Passive communication can express negative feelings without realizing
Among the types of communication that we can use in relationships, there is one that is particularly annoying: the use of the passive language. This type of communication is a model of indirect expression of negative feelings rather than openly approaching them.
For example, answer that there is nothing wrong when your partner asks, but showing anger that does not coincide with the fact that there is nothing wrong. As explained by Mayo Clinic“There is a disconnection between what is said and what is done.”
For Bowe, an expert to speak in public and author of the book “I have something to say”, “when people realize they listen to something emotionally loaded, but they don’t understand what it means, they don’t know how to react”. With over 25 years of experience, he says that if there is something that makes people trust, it is the way you say and, if we do not communicate well, we may seem unwanted unwatty.

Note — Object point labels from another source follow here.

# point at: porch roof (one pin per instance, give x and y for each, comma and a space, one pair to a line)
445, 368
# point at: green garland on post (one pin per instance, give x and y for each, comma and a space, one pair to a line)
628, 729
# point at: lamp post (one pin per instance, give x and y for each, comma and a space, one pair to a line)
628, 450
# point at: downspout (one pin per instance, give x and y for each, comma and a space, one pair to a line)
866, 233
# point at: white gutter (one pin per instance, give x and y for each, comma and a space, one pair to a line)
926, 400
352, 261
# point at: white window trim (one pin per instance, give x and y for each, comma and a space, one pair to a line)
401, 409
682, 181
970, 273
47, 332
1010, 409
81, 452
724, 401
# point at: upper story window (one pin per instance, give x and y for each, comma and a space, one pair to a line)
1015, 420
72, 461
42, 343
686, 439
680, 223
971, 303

The expert advises to avoid these sentences because they are passive age and a sign of lack of education and emotional immaturity. And although we cannot always say and do the right thing, it can be a reminder to hear more and think before speaking.

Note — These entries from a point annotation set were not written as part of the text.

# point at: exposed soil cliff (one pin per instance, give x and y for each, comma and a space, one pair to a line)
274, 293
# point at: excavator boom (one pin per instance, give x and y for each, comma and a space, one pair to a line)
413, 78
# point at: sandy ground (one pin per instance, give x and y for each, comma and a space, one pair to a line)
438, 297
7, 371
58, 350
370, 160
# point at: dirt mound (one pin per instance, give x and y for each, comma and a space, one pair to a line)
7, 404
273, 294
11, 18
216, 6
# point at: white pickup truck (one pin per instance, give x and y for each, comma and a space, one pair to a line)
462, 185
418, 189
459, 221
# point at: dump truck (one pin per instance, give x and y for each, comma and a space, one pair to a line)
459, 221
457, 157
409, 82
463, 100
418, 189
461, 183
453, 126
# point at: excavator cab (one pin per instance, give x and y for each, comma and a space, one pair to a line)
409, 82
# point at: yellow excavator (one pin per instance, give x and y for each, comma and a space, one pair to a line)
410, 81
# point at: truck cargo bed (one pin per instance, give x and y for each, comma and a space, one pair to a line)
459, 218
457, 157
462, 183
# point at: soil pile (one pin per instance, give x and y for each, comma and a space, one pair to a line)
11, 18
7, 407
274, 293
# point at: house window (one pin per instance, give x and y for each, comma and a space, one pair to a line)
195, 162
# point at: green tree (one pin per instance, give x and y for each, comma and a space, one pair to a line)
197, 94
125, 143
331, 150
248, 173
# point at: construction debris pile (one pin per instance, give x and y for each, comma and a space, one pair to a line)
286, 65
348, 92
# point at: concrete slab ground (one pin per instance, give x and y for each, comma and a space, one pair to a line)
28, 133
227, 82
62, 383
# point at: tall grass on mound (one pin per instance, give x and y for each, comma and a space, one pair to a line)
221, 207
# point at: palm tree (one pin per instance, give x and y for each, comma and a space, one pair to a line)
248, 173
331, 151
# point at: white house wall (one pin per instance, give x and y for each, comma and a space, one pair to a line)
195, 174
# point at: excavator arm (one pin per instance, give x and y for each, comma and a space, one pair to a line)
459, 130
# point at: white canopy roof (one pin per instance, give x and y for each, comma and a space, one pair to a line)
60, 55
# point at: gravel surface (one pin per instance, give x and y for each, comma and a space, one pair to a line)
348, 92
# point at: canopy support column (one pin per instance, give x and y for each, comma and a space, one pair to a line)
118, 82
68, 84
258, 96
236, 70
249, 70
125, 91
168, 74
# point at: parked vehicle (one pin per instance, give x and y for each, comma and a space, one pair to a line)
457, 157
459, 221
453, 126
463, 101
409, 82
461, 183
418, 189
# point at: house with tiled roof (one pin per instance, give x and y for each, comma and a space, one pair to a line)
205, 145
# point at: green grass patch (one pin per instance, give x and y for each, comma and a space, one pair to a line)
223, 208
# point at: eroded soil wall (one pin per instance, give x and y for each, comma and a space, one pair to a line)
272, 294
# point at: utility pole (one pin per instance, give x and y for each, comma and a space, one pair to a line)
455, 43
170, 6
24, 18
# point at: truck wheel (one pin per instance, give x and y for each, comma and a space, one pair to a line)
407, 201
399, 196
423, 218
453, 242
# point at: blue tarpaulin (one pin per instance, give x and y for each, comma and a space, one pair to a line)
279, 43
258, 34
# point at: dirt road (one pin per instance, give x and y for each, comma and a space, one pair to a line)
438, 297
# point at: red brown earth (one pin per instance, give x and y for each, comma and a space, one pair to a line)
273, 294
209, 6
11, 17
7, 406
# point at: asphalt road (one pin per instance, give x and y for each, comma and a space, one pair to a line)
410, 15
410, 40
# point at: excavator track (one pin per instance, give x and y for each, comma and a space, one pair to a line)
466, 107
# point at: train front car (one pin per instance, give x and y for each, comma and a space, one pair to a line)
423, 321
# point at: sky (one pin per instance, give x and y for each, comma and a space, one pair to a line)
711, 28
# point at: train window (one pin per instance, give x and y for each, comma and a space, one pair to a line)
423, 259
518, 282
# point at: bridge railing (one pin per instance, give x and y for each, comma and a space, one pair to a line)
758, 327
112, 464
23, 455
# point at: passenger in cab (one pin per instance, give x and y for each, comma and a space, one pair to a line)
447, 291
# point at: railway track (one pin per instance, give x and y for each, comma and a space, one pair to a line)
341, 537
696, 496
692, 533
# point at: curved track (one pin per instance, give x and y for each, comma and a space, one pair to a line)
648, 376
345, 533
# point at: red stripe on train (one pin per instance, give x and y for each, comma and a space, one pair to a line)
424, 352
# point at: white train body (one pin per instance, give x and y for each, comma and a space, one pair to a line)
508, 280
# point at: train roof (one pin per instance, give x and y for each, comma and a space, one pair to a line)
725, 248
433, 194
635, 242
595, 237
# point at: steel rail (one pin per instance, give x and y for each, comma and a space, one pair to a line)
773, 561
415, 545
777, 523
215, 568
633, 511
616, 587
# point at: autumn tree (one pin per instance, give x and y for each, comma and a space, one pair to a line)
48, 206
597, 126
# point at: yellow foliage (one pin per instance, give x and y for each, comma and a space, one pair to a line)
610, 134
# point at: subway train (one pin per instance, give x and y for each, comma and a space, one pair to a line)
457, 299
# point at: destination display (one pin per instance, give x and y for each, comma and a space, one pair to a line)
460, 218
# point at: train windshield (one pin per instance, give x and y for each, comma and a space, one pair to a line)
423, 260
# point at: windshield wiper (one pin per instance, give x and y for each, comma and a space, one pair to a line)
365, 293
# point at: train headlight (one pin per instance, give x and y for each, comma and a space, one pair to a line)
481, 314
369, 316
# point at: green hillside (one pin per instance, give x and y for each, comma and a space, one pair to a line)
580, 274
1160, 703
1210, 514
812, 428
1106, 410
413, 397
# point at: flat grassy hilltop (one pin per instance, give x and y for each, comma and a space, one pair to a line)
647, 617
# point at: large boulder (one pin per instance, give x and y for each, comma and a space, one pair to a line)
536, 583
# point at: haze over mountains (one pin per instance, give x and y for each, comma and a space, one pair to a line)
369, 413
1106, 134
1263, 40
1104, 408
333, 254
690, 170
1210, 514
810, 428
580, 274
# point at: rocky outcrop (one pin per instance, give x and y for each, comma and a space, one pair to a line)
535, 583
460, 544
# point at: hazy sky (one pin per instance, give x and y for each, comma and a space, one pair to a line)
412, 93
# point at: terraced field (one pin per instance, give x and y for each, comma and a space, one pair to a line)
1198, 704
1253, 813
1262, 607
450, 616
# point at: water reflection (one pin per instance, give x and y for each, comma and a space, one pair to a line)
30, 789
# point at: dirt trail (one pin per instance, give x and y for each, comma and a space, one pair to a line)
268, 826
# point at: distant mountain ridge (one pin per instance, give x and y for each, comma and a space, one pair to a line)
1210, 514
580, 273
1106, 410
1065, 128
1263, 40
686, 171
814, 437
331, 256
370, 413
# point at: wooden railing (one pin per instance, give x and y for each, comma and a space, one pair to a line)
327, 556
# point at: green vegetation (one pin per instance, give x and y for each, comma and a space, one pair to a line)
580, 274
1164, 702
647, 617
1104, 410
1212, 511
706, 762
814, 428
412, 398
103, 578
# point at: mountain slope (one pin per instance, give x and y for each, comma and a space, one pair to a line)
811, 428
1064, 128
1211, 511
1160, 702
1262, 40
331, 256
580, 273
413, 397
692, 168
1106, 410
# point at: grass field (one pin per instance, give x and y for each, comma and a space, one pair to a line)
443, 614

“Don’t get me wrong, but …”
…
See also
Rude people use these sentences thinking they are “normal”. Demonstrate their emotional immaturity
Generation Z thinks you know why you are so depressed: it’s the fault of third place
Source: Terra

Ben Stock is a lifestyle journalist and author at Gossipify. He writes about topics such as health, wellness, travel, food and home decor. He provides practical advice and inspiration to improve well-being, keeps readers up to date with latest lifestyle news and trends, known for his engaging writing style, in-depth analysis and unique perspectives.